Looking back: STA 199 overview
Lecture 25
Warm-up
Announcements
- Final exam review session: Tuesday, 12/10, 11 am - 1 pm in Bio Sci 111 – come with questions!
- Modified office hours during finals week: See “finals week” tab on the office hours sheet
- Course and TA evaluations due Monday, 12/9
- TA of the Year award nominations: Email dus@sta.duke.edu.
Final exam
Thursday, 12/14, 9 am - 12 pm
- Review posted on course website
- You should have received an email with your room assignment: Bio Sci 111 or Gross 107 (or testing center)
- Cheat sheet: 8.5x11, both sides, hand written or typed, any content you want, must be prepared by you
- Also bring a pencil and eraser (you’re allowed to use a pen, but you might not want to)
Thursday: Looking further
Options:
Bayesian inference
Building data dashboards
Building data-centric interactive web apps
Projects
Remaining items
Write up
Presentation / video
Peer evaluation
Questions?
Live code review
Effective communication
Take A Sad Plot & Make It Better
Trends instructional staff employees in universities
The American Association of University Professors (AAUP) is a nonprofit membership association of faculty and other academic professionals. This report by the AAUP shows trends in instructional staff employees between 1975 and 2011, and contains the following image. What trends are apparent in this visualization?
ae-20-effective-dataviz
Go to your ae project in RStudio.
If you haven’t yet done so, make sure all of your changes up to this point are committed and pushed, i.e., there’s nothing left in your Git pane.
If you haven’t yet done so, click Pull to get today’s application exercise file: ae-20-effective-dataviz.qmd.

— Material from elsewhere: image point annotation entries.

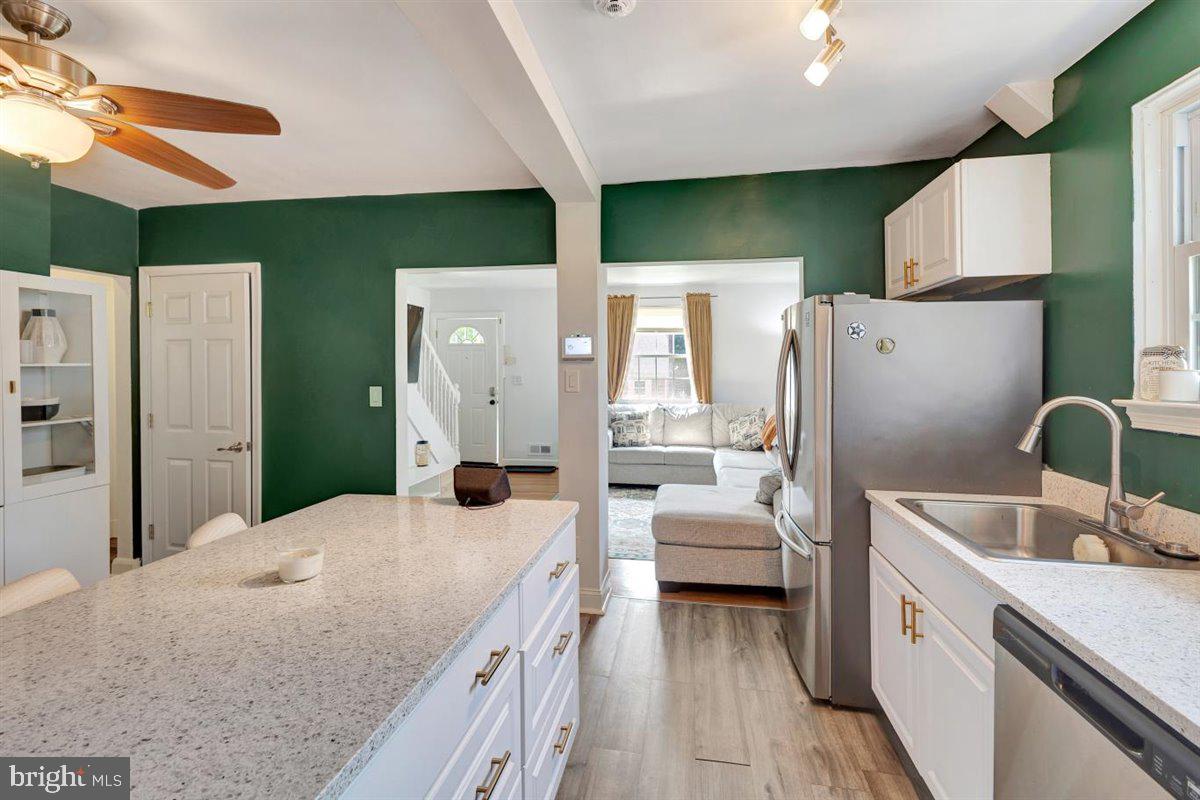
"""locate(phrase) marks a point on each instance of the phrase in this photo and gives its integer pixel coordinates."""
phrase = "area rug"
(630, 509)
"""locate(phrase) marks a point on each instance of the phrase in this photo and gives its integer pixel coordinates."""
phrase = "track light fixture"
(819, 18)
(827, 59)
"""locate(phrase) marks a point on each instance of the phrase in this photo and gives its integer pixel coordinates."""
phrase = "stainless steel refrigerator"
(888, 395)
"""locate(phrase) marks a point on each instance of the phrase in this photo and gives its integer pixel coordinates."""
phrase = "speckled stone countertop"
(220, 681)
(1139, 627)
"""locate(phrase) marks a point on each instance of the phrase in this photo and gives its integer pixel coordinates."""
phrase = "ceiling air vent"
(616, 8)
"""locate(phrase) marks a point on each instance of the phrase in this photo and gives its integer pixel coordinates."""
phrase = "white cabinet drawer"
(553, 648)
(411, 759)
(546, 762)
(539, 588)
(487, 763)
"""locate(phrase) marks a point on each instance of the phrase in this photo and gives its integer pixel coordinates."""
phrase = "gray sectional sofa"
(708, 527)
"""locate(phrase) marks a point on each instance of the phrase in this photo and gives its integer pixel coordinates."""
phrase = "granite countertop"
(220, 681)
(1139, 627)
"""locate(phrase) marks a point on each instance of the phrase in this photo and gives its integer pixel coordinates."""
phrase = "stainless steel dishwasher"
(1065, 732)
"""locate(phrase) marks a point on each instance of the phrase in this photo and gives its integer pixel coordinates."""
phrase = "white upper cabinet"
(982, 223)
(55, 392)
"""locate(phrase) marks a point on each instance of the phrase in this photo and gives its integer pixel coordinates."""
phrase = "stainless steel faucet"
(1117, 510)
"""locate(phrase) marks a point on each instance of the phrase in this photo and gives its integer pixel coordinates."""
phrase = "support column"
(583, 415)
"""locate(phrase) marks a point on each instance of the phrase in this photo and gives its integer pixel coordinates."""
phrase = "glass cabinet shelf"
(58, 420)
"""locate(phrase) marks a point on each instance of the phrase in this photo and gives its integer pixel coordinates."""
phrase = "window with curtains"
(658, 367)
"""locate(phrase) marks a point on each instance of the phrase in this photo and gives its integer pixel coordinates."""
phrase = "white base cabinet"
(509, 738)
(935, 683)
(982, 223)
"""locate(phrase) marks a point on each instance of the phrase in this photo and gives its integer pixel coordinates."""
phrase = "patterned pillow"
(745, 432)
(630, 429)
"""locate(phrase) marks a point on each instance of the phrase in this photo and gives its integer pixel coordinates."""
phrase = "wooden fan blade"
(169, 109)
(13, 66)
(147, 148)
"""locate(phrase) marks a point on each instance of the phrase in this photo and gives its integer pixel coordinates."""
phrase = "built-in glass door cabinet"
(982, 223)
(53, 360)
(935, 685)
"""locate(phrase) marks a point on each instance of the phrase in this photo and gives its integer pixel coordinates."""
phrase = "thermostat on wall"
(577, 347)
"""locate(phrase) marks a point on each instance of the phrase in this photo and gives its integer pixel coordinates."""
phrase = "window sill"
(1158, 415)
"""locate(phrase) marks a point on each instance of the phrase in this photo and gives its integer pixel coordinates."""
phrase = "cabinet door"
(60, 379)
(893, 653)
(898, 230)
(955, 695)
(937, 230)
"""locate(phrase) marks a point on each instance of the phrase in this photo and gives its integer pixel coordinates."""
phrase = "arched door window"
(467, 335)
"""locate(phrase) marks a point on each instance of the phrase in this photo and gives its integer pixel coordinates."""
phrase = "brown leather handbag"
(481, 486)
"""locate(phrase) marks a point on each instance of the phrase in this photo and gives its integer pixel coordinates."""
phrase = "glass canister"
(47, 340)
(1153, 360)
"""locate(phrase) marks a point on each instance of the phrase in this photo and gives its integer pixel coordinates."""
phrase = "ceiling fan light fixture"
(825, 62)
(40, 131)
(815, 23)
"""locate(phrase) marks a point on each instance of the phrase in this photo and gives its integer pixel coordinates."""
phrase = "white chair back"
(216, 528)
(35, 589)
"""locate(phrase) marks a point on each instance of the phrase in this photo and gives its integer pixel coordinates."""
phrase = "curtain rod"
(670, 296)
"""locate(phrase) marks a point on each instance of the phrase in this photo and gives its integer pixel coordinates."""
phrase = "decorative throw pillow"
(630, 429)
(745, 432)
(768, 485)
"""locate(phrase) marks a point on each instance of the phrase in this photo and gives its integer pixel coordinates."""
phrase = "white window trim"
(1156, 305)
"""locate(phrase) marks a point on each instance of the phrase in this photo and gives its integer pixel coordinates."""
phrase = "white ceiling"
(717, 88)
(364, 107)
(676, 90)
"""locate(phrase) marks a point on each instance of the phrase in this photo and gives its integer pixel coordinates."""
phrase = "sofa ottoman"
(714, 534)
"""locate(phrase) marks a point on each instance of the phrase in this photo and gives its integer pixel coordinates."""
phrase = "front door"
(471, 352)
(201, 403)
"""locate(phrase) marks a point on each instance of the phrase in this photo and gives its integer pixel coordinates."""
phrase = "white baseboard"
(121, 564)
(595, 601)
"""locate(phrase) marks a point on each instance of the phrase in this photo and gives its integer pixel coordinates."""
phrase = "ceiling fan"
(52, 109)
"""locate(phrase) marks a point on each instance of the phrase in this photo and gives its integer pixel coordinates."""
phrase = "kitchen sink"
(1026, 531)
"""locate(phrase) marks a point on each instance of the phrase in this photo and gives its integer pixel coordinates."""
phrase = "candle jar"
(1152, 361)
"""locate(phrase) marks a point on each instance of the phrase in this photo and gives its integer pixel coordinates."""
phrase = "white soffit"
(705, 274)
(717, 88)
(365, 107)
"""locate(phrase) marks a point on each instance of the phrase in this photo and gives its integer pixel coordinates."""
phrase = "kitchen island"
(219, 680)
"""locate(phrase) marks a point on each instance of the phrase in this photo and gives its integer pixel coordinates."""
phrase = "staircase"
(432, 415)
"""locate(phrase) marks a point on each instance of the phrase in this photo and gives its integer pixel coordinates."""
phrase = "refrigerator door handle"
(787, 439)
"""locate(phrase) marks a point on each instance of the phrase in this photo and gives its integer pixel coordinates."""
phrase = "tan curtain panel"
(697, 310)
(622, 313)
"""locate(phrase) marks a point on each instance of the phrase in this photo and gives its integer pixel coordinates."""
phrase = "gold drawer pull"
(912, 629)
(561, 745)
(493, 663)
(489, 786)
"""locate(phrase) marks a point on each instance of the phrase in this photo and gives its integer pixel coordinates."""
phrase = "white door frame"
(120, 408)
(437, 317)
(256, 385)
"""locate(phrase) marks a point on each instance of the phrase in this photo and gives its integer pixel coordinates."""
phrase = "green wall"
(832, 217)
(24, 216)
(328, 311)
(1089, 313)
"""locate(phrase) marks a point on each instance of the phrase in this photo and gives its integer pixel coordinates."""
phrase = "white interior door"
(471, 350)
(201, 403)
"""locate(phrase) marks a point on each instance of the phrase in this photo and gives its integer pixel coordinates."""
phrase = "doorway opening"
(479, 376)
(701, 343)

Work through the application exercise in class, and render, commit, and push your edits.
Data prep
Code
library(tidyverse)
library(scales)
staff <- read_csv("data/instructional-staff.csv")
staff_long <- staff |>
pivot_longer(
cols = -faculty_type, names_to = "year",
values_to = "percentage"
) |>
mutate(
percentage = as.numeric(percentage),
faculty_type = fct_relevel(
faculty_type,
"Full-Time Tenured Faculty",
"Full-Time Tenure-Track Faculty",
"Full-Time Non-Tenure-Track Faculty",
"Part-Time Faculty",
"Graduate Student Employees"
),
year = as.numeric(year),
faculty_type_color = if_else(faculty_type == "Part-Time Faculty", "firebrick3", "gray40")
)
Pick a purpose
Code
p <- ggplot(
staff_long,
aes(
x = year,
y = percentage,
color = faculty_type_color, group = faculty_type
)
) +
geom_line(linewidth = 1, show.legend = FALSE) +
labs(
x = NULL,
y = "Percent of Total Instructional Staff",
color = NULL,
title = "Trends in Instructional Staff Employment Status, 1975-2011",
subtitle = "All Institutions, National Totals",
caption = "Source: US Department of Education, IPEDS Fall Staff Survey"
) +
scale_y_continuous(labels = label_percent(accuracy = 1, scale = 1)) +
scale_color_identity() +
theme(
plot.caption = element_text(size = 8, hjust = 0),
plot.margin = margin(0.1, 0.6, 0.1, 0.1, unit = "in")
) +
coord_cartesian(clip = "off") +
annotate(
geom = "text",
x = 2012, y = 41, label = "Part-Time\nFaculty",
color = "firebrick3", hjust = "left", size = 5
) +
annotate(
geom = "text",
x = 2012, y = 13.5, label = "Other\nFaculty",
color = "gray40", hjust = "left", size = 5
) +
annotate(
geom = "segment",
x = 2011.5, xend = 2011.5,
y = 7, yend = 20,
color = "gray40", linetype = "dotted"
)
p
Use labels to communicate the message
Code
p +
labs(
title = "Instruction by part-time faculty on a steady increase",
subtitle = "Trends in Instructional Staff Employment Status, 1975-2011\nAll Institutions, National Totals",
caption = "Source: US Department of Education, IPEDS Fall Staff Survey",
y = "Percent of Total Instructional Staff",
x = NULL
)
Simplify
Code
p +
labs(
title = "Instruction by part-time faculty on a steady increase",
subtitle = "Trends in Instructional Staff Employment Status, 1975-2011\nAll Institutions, National Totals",
caption = "Source: US Department of Education, IPEDS Fall Staff Survey",
y = "Percent of Total Instructional Staff",
x = NULL
) +
theme(panel.grid.minor = element_blank())
Summary
- Represent percentages as parts of a whole
- Place variables representing time on the x-axis when possible
- Pay attention to data types, e.g., represent time as time on a continuous scale, not years as levels of a categorical variable
- Prefer direct labeling over legends
- Use accessible colors
- Use color to draw attention
- Pick a purpose and label, color, annotate for that purpose
- Communicate your main message directly in the plot labels
- Simplify before you call it done (a.k.a. “Before you leave the house, look in the mirror and take one thing off”)